Chapter 3: Updating beliefs in the face of new information

  • Ideally, we should learn from the outcomes of past bets/ decisions to re-calibrate our priors for the next decision.
  • But we fail in this process:
    • Mis-attribution of luck and skill.
    • Self-serving bias
    • Don't give credit to others
  • Solution: Consider the decision to attribute outcomes between skill and luck as a bet in itself. Would you expect the results to replicate

Chapter 4 and 5: Decision making and evaluation in groups

  • Groups can improve decision quality if they (1) Value accuracy, (2) are accountable to accuracy, and (3) incorporate diversity of ideas.
  • Confirmatory drift due to natural homophily and confirmation bias.

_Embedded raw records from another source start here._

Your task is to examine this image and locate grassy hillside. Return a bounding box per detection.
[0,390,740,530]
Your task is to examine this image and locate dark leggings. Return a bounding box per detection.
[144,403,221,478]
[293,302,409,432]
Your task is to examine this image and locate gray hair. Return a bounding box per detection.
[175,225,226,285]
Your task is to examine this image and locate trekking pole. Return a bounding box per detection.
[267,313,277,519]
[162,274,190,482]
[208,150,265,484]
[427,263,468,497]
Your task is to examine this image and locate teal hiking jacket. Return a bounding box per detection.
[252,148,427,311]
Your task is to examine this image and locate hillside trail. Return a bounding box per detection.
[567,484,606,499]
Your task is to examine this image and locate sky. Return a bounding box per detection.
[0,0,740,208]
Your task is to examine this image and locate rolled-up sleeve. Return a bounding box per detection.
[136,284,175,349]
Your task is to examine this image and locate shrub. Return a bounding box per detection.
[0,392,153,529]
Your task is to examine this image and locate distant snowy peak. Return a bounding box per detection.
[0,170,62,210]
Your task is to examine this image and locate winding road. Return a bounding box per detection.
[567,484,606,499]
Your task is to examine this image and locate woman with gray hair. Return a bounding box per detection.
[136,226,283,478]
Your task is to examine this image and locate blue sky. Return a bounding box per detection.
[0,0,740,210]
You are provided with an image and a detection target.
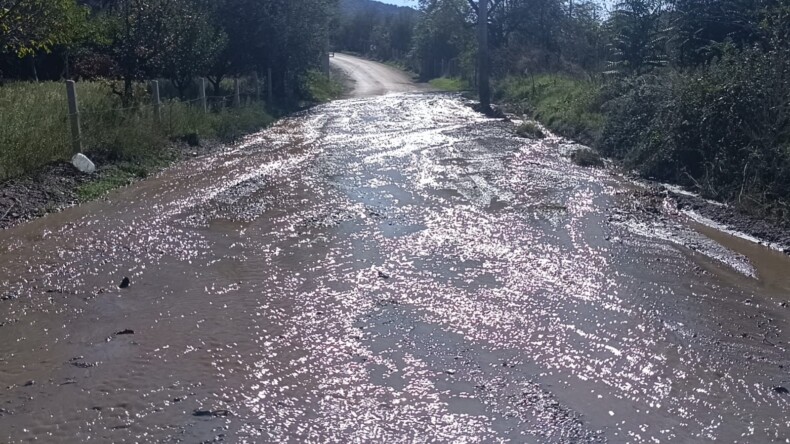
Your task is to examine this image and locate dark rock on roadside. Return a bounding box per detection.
[0,138,224,229]
[192,409,233,418]
[670,193,790,248]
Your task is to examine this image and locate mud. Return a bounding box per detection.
[0,54,790,443]
[0,141,220,229]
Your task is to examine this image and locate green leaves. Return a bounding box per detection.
[0,0,87,57]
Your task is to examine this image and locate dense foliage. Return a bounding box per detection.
[0,0,337,102]
[332,0,419,61]
[413,0,790,222]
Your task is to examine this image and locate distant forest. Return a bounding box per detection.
[335,0,790,226]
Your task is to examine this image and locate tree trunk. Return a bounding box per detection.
[121,76,133,108]
[206,75,224,97]
[477,0,491,112]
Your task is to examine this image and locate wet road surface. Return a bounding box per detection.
[0,55,790,443]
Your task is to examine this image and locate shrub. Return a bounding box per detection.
[516,122,546,139]
[571,149,604,167]
[428,77,469,92]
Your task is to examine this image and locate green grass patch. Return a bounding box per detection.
[303,70,343,103]
[571,150,604,167]
[495,74,605,145]
[76,150,176,202]
[428,77,469,92]
[0,82,274,181]
[516,122,546,139]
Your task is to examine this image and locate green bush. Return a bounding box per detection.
[301,70,343,103]
[599,48,790,222]
[516,122,546,139]
[494,74,604,144]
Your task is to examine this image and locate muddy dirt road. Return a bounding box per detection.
[0,54,790,443]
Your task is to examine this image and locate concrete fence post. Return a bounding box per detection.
[266,68,274,106]
[253,69,261,102]
[233,78,241,108]
[66,80,82,154]
[200,77,208,113]
[151,80,162,123]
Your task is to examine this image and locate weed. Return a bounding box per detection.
[428,77,469,92]
[571,149,604,167]
[516,122,546,139]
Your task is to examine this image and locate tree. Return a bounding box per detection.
[160,0,227,98]
[106,0,178,106]
[0,0,87,57]
[468,0,502,113]
[608,0,666,75]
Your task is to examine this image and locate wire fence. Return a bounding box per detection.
[0,77,266,180]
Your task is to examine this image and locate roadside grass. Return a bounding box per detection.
[0,82,274,182]
[494,74,605,145]
[428,77,469,92]
[303,70,344,103]
[571,149,604,167]
[516,122,546,139]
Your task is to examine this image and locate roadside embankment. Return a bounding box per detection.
[495,74,790,251]
[0,72,342,228]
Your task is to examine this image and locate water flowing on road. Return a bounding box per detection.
[0,54,790,443]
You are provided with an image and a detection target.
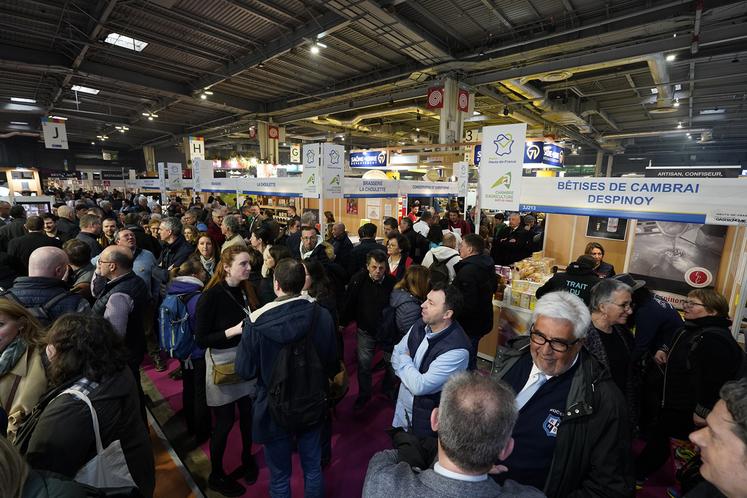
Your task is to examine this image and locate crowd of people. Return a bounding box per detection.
[0,191,747,498]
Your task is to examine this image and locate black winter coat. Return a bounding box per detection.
[493,336,635,498]
[453,254,498,337]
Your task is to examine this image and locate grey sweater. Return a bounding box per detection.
[363,450,545,498]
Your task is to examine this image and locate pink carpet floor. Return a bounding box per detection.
[144,328,394,498]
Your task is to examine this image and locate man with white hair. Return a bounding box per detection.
[493,291,634,498]
[3,246,91,322]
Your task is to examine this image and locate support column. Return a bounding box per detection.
[438,78,464,144]
[594,150,604,176]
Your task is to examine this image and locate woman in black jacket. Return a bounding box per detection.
[636,289,743,480]
[195,246,259,496]
[16,313,155,497]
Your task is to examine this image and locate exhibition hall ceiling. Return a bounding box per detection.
[0,0,747,171]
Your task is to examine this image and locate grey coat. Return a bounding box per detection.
[363,450,545,498]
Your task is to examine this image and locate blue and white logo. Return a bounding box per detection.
[542,413,560,437]
[493,133,514,156]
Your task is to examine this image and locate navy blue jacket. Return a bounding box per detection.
[236,296,340,443]
[407,320,472,437]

Examples, judges and academia.
  • Principles for structuring a group
    • Communal data sharing
    • Impartial evaluation
    • Disinterested evaluation
    • Organized skepticism

Chapter 5: Questioning decisions with general public

  • Express uncertainty rather than conviction: "I could be wrong", "I'm not sure")
  • Start with a 'yes': 'Yes, I agree with you that X is likely. But in Y case…'
  • Confirm that the other party wants to evaluate their decisions. Don't be a sea-lion.
  • Validate their struggles and be future facing in evaluations. "How can we avoid this in the future?"

Chapter 6: Combating present bias, recency bias, hindsight bias and outcome bias

  • Present bias arises because we discount the well-being of our future selves too much. An Ullysses contract (names after the Greek hero who tied himself to a mast to avoid being tempted by the sirens) solves this by locking your present self into a particular action.
  • Time travelling — thinking about how you'd feel about certain decisions 10 minutes, 10 months, and 10 years down the line helps to combat recency and present bias and to gain perspective on what's really important, and what's emotional noise in your mind.
  • Mapping out future scenarios and even assigning subjective probabilities to each scenario helps to combat hindsight bias and outcome bias. Such probability mapping ensures that our decisions accounted for all available information and parameters, and was the best possible one given the information and trade-offs.

Further resources

  • LessWrong sequences on decision making, bias, epistemic confidence etc.
  • Richard McElreath's Statistical Rethinking is a good introduction to thinking like a Bayesian. The course helps your formalize the intuitive manner in which we process and update beliefs and information.